Summary: Passive exercise increases cerebral blood flow and improves executive function, providing the same cognitive benefits as more active exercise.
Source: University of Western Ontario
A new study by kinesiology graduate students from Western has found passive exercise leads to increased cerebral blood flow and improved executive function, providing the same cognitive benefits as active exercise.
Published in Psychophysiology, the study is the first to look at whether there would be benefits to brain health during passive exercise where a person’s limbs are moved via an external force—in this case, cycle pedals pushed by a mechanically driven flywheel.
During a 20-minute session with healthy young adults, the team assessed executive function at baseline, before participants exercised, and compared the data post exercise. They found an improvement in executive function of the same magnitude for both the passive and the active exercise conditions, without an increase in heart rate or diastolic blood pressure.
Executive function is a higher-order cognitive ability that allows people to make plans and supports the activities of daily living. People who have mild cognitive impairments, such as people experiencing symptoms of early-stage Alzheimer’s, can find their executive function negatively affected.
Previous research has documented that active exercise, where a person activates their muscles of their own volition, can increase blood flow to the brain and improve executive function. Passive exercise also increases blood flow to the brain, but this is significantly less documented.
“In terms of passive exercise, we could only hypothesize the outcome because this type of research had not been done before,” said Matthew Heath, professor in kinesiology and supervisor of the study.
During passive exercise, a person’s limbs move and their muscle receptors are being stretched. That information is sent to the brain, indicating that more blood is needed in the moving areas of the body and in connected regions of the brain. This increase in cerebral blood flow, while significantly less than with active exercise, produced executive function improvements of a similar magnitude—an exciting result for the researchers.
“The potential impact for people with limited or no mobility could be profound. If done regularly, the increase in blood flow to the brain and resultant improvement in executive function will, optimistically, become a compounding effect that has a significant impact on cognitive health and executive function,” Heath explained.
Further study could be improved by looking at whether the benefit to executive function persists at longer intervals of time post-exercise, as well as by the inclusion of more diverse participants (those who are older or health-compromised, for example).
Heath and team see great potential in using passive exercise in long-term care homes or in rehabilitation programs for people recovering from musculoskeletal injuries, who cannot perform weight bearing exercise.
The study was led by master’s student Mustafa Shirzad, and co-authored by graduate students Benjamin Tar, Connor Dalton, James Van Riesen, and Michael Marsala. Heath was the corresponding author.
About this exercises and brain health research news
Author: Kim McCready
Source: University of Western Ontario
Contact: Kim McCready – University of Western Ontario
Image: The image is credited to University of Western Ontario
Original Research: Closed access.
“Passive exercise increases cerebral blood flow velocity and supports a postexercise executive function benefit” by Mustafa Shirzad et al. Psychophysiology
Passive exercise increases cerebral blood flow velocity and supports a postexercise executive function benefit
Executive function entails high-level cognitive control supporting activities of daily living. Literature has shown that a single-bout of exercise involving volitional muscle activation (i.e., active exercise) improves executive function and that an increase in cerebral blood flow (CBF) may contribute to this benefit.
It is, however, unknown whether non-volitional exercise (i.e., passive exercise) wherein an individual’s limbs are moved via an external force elicits a similar executive function benefit. This is a salient question given that proprioceptive and feedforward drive from passive exercise increases CBF independent of the metabolic demands of active exercise.
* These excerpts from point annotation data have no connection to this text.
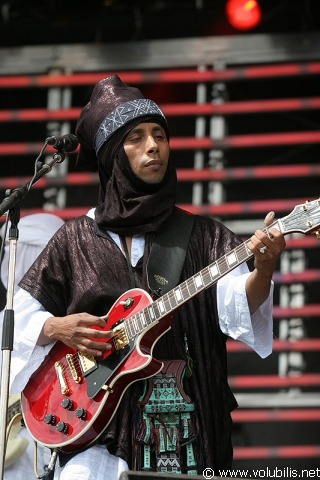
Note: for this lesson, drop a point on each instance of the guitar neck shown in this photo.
(202, 280)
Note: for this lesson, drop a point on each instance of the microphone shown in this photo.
(68, 142)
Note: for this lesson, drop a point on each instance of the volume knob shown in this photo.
(50, 419)
(67, 403)
(81, 413)
(62, 427)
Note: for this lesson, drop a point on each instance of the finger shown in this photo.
(269, 218)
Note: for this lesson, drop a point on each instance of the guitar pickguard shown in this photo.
(100, 376)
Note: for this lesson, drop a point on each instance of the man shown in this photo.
(95, 258)
(34, 233)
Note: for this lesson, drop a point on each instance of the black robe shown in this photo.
(82, 270)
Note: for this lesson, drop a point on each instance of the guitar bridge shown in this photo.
(87, 362)
(120, 337)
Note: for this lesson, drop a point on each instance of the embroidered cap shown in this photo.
(113, 104)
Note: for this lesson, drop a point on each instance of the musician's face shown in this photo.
(147, 149)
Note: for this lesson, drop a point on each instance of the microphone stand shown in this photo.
(10, 203)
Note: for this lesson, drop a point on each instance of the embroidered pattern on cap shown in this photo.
(122, 115)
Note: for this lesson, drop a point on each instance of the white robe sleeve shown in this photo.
(29, 317)
(235, 320)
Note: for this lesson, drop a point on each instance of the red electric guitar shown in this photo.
(70, 400)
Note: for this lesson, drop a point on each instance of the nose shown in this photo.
(151, 144)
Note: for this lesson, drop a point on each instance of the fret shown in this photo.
(156, 310)
(206, 276)
(231, 258)
(143, 319)
(223, 265)
(198, 281)
(249, 253)
(160, 304)
(135, 324)
(191, 286)
(172, 300)
(184, 291)
(214, 271)
(166, 302)
(242, 253)
(151, 313)
(178, 295)
(139, 322)
(130, 327)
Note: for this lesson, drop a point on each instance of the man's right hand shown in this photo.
(77, 331)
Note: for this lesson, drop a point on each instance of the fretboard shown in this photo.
(202, 280)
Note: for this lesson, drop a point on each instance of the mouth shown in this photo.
(156, 163)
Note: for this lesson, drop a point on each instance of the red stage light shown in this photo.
(243, 14)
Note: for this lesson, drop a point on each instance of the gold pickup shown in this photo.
(120, 337)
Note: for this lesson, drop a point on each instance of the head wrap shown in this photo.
(127, 205)
(34, 233)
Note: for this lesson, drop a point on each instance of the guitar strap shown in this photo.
(168, 253)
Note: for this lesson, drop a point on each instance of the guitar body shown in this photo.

Here, in a procedural validation participants (n = 2) used a cycle ergometer to complete separate 20-min active and passive (via mechanically driven flywheel) exercise conditions and a non-exercise control condition. Electromyography showed that passive exercise did not increase agonist muscle activation or increase ventilation or gas exchange variables (i.e., V̇O2 and V̇CO2).
In a main experiment participants (n = 28) completed the same exercise and control conditions and transcranial Doppler ultrasound showed that active and passive exercise (but not the control condition) increased CBF through the middle cerebral artery (ps <.001); albeit the magnitude was less during passive exercise.
Notably, antisaccade reaction times prior to and immediately after each condition showed that active (p < .001) and passive (p = .034) exercise improved an oculomotor-based measure of executive function, whereas no benefit was observed in the control condition (p = .85).
Accordingly, results evince that passive exercise ‘boosts’ an oculomotor-based measure of executive function and supports convergent evidence that increased CBF mediates this benefit.